Language of document : ECLI:EU:F:2015:33

BESCHIKKING VAN HET GERECHT VOOR AMBTENARENZAKEN
VAN DE EUROPESE UNIE

(Derde kamer)

22 april 2015

Zaak F‑105/14

ED

tegen

Agentschap van de Europese Unie voor netwerk- en informatiebeveiliging (Enisa)

„Openbare dienst – Tijdelijk functionaris – Selectieprocedure – Besluit tot afwijzing van de sollicitatie in het stadium van de voorselectie, na onderzoek door een selectiecomité – Ontbreken van een klacht binnen de statutaire termijn tegen het besluit tot afwijzing van de sollicitatie – Verzoek om inlichtingen – Antwoord van het TAOBG zonder heronderzoek van het besluit tot afwijzing van de sollicitatie – Klacht tegen dat antwoord – Niet-eerbiediging van de precontentieuze procedure – Kennelijke niet-ontvankelijkheid – Artikel 81 van het Reglement voor de procesvoering”

Betreft:      Beroep, ingesteld krachtens artikel 270 VWEU, waarmee ED vraagt om nietigverklaring van het vermeende besluit van het Agentschap van de Europese Unie voor netwerk- en informatiebeveiliging (Enisa of hierna: „Agentschap”) van 27 maart 2014, waarbij het zou hebben besloten om haar sollicitatie voor de tweede fase van een selectieprocedure met het oog op de vervulling van een ambt van jurist van de functiegroep administrateurs (AD) en de rang AD 8 niet in aanmerking te nemen.

Beslissing:      Het beroep wordt kennelijk niet-ontvankelijk verklaard. ED draagt haar eigen kosten en wordt verwezen in de kosten van het Agentschap van de Europese Unie voor netwerk- en informatiebeveiliging.

Samenvatting

1.      Gerechtelijke procedure – Beslissing bij met redenen omklede beschikking – Voorwaarden – Beroep kennelijk niet-ontvankelijk of kennelijk rechtens ongegrond – Draagwijdte

(Reglement voor de procesvoering van het Gerecht voor ambtenarenzaken, art. 81)

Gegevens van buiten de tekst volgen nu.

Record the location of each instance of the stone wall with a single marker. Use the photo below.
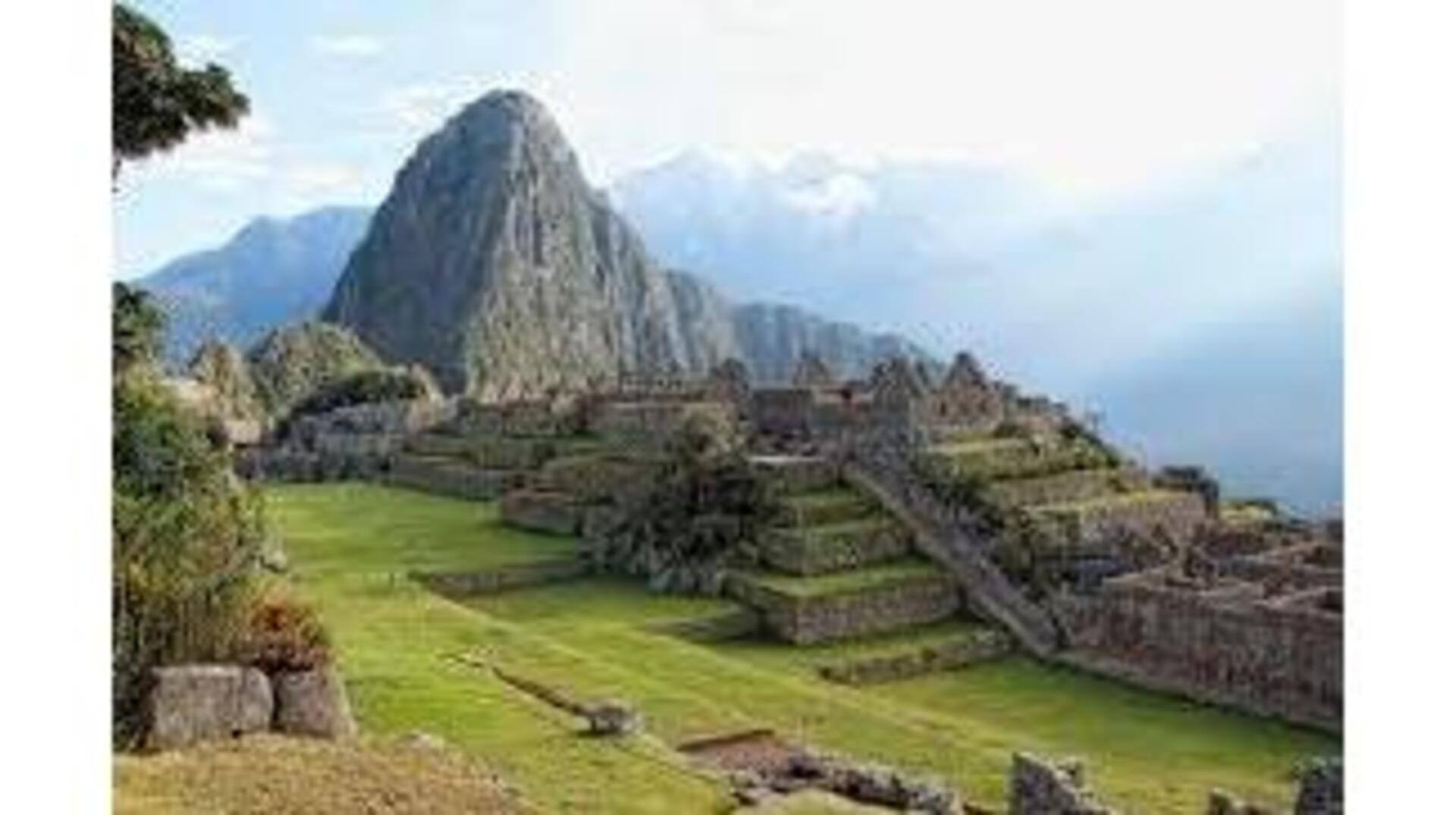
(447, 478)
(1292, 568)
(592, 478)
(1074, 485)
(833, 549)
(542, 511)
(874, 609)
(465, 584)
(193, 704)
(644, 425)
(1044, 788)
(1177, 514)
(1220, 645)
(291, 465)
(977, 647)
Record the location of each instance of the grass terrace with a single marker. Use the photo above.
(400, 651)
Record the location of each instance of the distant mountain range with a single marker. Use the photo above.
(273, 272)
(498, 268)
(1203, 321)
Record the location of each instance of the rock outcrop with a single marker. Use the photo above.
(273, 272)
(194, 704)
(1043, 788)
(774, 340)
(294, 362)
(495, 265)
(498, 268)
(312, 704)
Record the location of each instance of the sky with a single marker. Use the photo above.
(1088, 101)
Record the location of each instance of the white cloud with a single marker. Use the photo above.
(836, 197)
(1088, 98)
(201, 49)
(218, 161)
(427, 105)
(348, 45)
(324, 180)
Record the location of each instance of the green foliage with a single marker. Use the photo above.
(1190, 478)
(293, 362)
(351, 544)
(156, 104)
(136, 328)
(284, 635)
(185, 542)
(695, 516)
(360, 389)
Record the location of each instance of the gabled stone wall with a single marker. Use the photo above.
(1222, 645)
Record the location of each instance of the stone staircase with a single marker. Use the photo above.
(836, 565)
(1079, 500)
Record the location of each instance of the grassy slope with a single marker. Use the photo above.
(271, 775)
(1147, 753)
(350, 546)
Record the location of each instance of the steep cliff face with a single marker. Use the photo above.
(270, 274)
(497, 267)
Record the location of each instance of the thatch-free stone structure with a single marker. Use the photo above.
(312, 704)
(193, 704)
(1044, 788)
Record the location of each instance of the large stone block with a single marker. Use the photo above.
(193, 704)
(312, 704)
(1041, 788)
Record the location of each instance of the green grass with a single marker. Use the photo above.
(397, 647)
(845, 582)
(1109, 503)
(1145, 753)
(807, 658)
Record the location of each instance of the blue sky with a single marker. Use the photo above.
(1087, 101)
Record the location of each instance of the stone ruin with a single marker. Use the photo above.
(193, 704)
(1050, 788)
(813, 371)
(1264, 635)
(1258, 632)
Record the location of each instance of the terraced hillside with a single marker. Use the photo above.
(413, 661)
(1075, 509)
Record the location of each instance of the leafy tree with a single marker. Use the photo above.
(185, 531)
(698, 514)
(136, 331)
(156, 104)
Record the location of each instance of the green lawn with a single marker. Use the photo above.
(350, 546)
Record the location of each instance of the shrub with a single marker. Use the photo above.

2.      Beroepen van ambtenaren – Procesbelang – Besluiten tot afwijzing van een sollicitatie en tot aanstelling van een andere kandidaat in de betrokken post – Verzoek om nietigverklaring van alleen het besluit tot afwijzing van de sollicitatie – Toelaatbaarheid

(Ambtenarenstatuut, art. 90 en 91)

3.      Beroepen van ambtenaren – Termijnen – Regels van openbare orde – Ambtshalve onderzoek door de rechter

(Ambtenarenstatuut, art. 90 en 91)

4.      Beroepen van ambtenaren – Bezwarend besluit – Begrip – Handelingen die bindende rechtsgevolgen sorteren – Besluit tot afwijzing van een sollicitatie – Daaronder begrepen – Ontoereikende motivering van het besluit – Geen invloed

(Ambtenarenstatuut, art. 90 en 91)

5.      Beroepen van ambtenaren – Termijnen – Aanvang – Kennisgeving – Geen of ontoereikende motivering van een besluit waarvan naar behoren kennis is gegeven – Geen invloed

(Ambtenarenstatuut, art. 90 en 91)

1.      Volgens artikel 81 van het Reglement voor de procesvoering van het Gerecht voor ambtenarenzaken kan het Gerecht, wanneer een beroep geheel of ten dele kennelijk niet-ontvankelijk of kennelijk rechtens ongegrond is, zonder de behandeling voort te zetten, beslissen bij met redenen omklede beschikking.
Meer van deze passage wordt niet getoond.